W3C Activities are organized into groups: Working Groups (for technical developments), Interest Groups (for more general work), and Coordination Groups (for communication among related groups). These groups produce the bulk of W3C's results: technical reports, open source software, and services (eg, validation services). There are currently over thirty W3C Working Groups. To facilitate management, the Team organizes W3C Activities and other work into four domains:
The Architecture Domain develops the underlying technologies of the Web. Activities include:
- The Document Object Model
- Internationalization, to make sure that Web technology meets the needs of the global community
- Jigsaw, W3C's Web server platform
- Uniform Resource Identifier (URI), the Web's naming and addressing technology
- Web Services, programmatic interfaces for application to application communication
- Extensible Markup Language, XML.
The Interaction Domain seeks to improve user interaction with the Web, and to facilitate single Web authoring to benefit users and content providers alike.

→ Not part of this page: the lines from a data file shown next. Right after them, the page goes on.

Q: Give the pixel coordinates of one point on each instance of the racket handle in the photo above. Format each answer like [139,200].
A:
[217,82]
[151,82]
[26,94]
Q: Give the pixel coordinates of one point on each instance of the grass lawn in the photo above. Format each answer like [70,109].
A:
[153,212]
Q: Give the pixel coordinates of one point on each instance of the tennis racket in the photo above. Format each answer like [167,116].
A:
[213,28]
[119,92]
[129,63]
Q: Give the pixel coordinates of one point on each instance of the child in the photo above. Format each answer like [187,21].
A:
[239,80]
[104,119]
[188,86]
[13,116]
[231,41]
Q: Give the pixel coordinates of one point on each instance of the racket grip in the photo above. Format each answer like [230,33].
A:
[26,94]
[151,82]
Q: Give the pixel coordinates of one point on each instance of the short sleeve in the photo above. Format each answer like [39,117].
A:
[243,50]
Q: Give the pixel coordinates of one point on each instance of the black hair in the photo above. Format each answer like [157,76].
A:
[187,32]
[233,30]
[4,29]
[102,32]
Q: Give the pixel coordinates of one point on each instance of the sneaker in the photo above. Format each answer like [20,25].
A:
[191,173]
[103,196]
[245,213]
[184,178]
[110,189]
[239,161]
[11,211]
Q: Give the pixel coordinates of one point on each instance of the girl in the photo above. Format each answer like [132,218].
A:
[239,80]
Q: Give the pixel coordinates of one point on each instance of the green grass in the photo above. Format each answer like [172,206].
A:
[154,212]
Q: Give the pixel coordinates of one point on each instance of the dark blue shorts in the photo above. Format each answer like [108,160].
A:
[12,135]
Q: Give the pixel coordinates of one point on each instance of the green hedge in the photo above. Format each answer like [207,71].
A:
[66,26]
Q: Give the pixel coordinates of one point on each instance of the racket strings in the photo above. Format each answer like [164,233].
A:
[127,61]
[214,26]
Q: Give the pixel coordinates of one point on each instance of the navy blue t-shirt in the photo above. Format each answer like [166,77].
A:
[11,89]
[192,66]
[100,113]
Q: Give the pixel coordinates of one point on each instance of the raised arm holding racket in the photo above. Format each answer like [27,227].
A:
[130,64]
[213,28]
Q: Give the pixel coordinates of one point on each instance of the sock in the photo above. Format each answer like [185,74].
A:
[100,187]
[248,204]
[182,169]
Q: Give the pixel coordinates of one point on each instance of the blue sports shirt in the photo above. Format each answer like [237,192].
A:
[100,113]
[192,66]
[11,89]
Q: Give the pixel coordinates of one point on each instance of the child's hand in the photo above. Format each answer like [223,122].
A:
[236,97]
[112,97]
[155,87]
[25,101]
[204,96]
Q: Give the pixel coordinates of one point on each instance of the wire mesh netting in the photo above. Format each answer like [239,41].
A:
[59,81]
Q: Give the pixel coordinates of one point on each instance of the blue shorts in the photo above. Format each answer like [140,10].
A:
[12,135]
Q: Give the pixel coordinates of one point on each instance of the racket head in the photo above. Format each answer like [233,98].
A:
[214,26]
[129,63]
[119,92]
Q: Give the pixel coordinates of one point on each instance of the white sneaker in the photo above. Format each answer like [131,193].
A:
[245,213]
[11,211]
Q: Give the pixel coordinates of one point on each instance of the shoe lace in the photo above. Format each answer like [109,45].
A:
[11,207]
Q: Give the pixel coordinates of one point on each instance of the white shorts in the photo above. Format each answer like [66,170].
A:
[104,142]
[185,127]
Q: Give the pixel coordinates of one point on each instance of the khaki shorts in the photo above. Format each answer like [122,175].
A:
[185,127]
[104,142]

Activities include:
- Amaya, W3C's own editor/browser
- Device Independence
- Hypertext Markup Language (HTML)
- Math (primary focus is the MathML language)
- Multimodal Interaction
- Synchronized Multimedia
- Voice Browser.
Technology and Society Domain
The W3C Technology and Society Domain seeks to develop Web infrastructure to address social, legal, and public policy concerns. Activities include:
- Semantic Web
- XML Encryption
- XML Key Management
- XML Signature.
Web Accessibility Initiative
W3C's commitment includes promoting a high degree of usability for people with disabilities. The activities are:
- WAI International Program Office
- WAI Technical Activity.
In addition, the Quality Assurance Activity and Patent Policy apply to all domains.